В себя она пришла в районе поворота на Приморский. Как садилась, как заводила машину, как ехала – без понятия. Включился автопилот. Сама Кира просто дышала. Училась дышать заново в состоянии, когда тебя переполняет острый стыд за когда-то давно сделанное. И невыносимо горькое чувство сожаления о том, что нельзя вернуть все назад. И не делать того, что ты уже сделал. Как бы она хотела… Сколько бы отдала… чтобы вернуться хотя бы на пять минут туда, в прошлое. Ей бы хватило пяти минут – чтобы отвесить себе тогдашней пару оплеух. И доходчиво объяснить, что делать можно, а чего нельзя ни в коем случае. Если не хочешь жить потом в грязи всю жизнь.

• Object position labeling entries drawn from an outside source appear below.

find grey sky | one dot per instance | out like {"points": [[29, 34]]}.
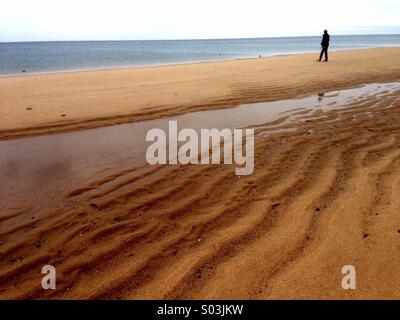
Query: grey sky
{"points": [[27, 20]]}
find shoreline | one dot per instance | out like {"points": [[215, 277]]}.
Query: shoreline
{"points": [[173, 64], [87, 99]]}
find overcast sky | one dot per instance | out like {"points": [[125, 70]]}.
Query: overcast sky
{"points": [[39, 20]]}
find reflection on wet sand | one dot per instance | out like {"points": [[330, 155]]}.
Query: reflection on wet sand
{"points": [[39, 171]]}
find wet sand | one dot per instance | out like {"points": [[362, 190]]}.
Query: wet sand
{"points": [[324, 194], [40, 104]]}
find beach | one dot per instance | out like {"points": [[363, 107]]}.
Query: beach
{"points": [[323, 194], [69, 101]]}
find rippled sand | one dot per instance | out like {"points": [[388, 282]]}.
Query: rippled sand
{"points": [[324, 194]]}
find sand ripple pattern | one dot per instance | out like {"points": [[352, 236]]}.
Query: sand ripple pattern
{"points": [[324, 194]]}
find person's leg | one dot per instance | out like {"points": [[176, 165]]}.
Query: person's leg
{"points": [[321, 55]]}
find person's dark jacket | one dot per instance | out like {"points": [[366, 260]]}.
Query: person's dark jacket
{"points": [[325, 40]]}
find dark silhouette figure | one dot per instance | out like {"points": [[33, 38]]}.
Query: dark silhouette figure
{"points": [[325, 46]]}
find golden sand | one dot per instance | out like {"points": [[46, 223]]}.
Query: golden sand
{"points": [[324, 193]]}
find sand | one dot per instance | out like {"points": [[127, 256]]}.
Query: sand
{"points": [[69, 101], [324, 192]]}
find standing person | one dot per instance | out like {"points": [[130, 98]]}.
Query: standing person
{"points": [[325, 45]]}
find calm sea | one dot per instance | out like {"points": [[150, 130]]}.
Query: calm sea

Входная дверь открылась. Это с работы вернулась мать.
– Кирюша, ты сегодня рано. – Раиса Андреевна вгляделась в бедное лицо дочери, привалившейся плечом к косяку, и улыбка сползла с лица капитана Биктагировой. – Кирюша, что-то случилось?
– Мам, зачем ты ей рассказала? – Голос Киры звучал устало и безучастно. – Зачем, мама?
Эксперту-криминалисту потребовалось бы секунд пять, чтобы сообразить, о чём речь. А материнское сердце учуяло беду сразу. Раиса Андреевна поставила сумку на стул, вздохнула и потянула платок с шеи.
– Я не знала, что делать, девочка моя… – Голос матери тих, едва слышен. – Я просто не знала, что тогда делать с тобой… Наташа – моя сестра, ближе у меня никого нет. У кого я могла просить помощи… совета?
– Ты рассказала дяде Паше!
Раиса Андреевна подвинула сумку, тяжело села на краешек стула.
– Паша очень тебя любит. Как дочь. Он никогда не осуждал тебя. Он, знаешь, сказал мне, что собственными бы руками этого Лекса твоего…
– Вот и пусть бы только дядя Паша знал! – Пустой и безжизненный голос сменился криком. – Зачем ты Оксанке сказала?! Зачем?!
– Кирюша… Я только Наташе… Я Оксане ничего не говорила. Да что случилось-то?
– Ничего… – тихо и тоскливо прошептала Кира. Повернулась, прижалась затылком к дверному косяку. – Ничего. Ничего.
Сползла по косяку вниз. Уткнулась лицом в колени. И разрыдалась.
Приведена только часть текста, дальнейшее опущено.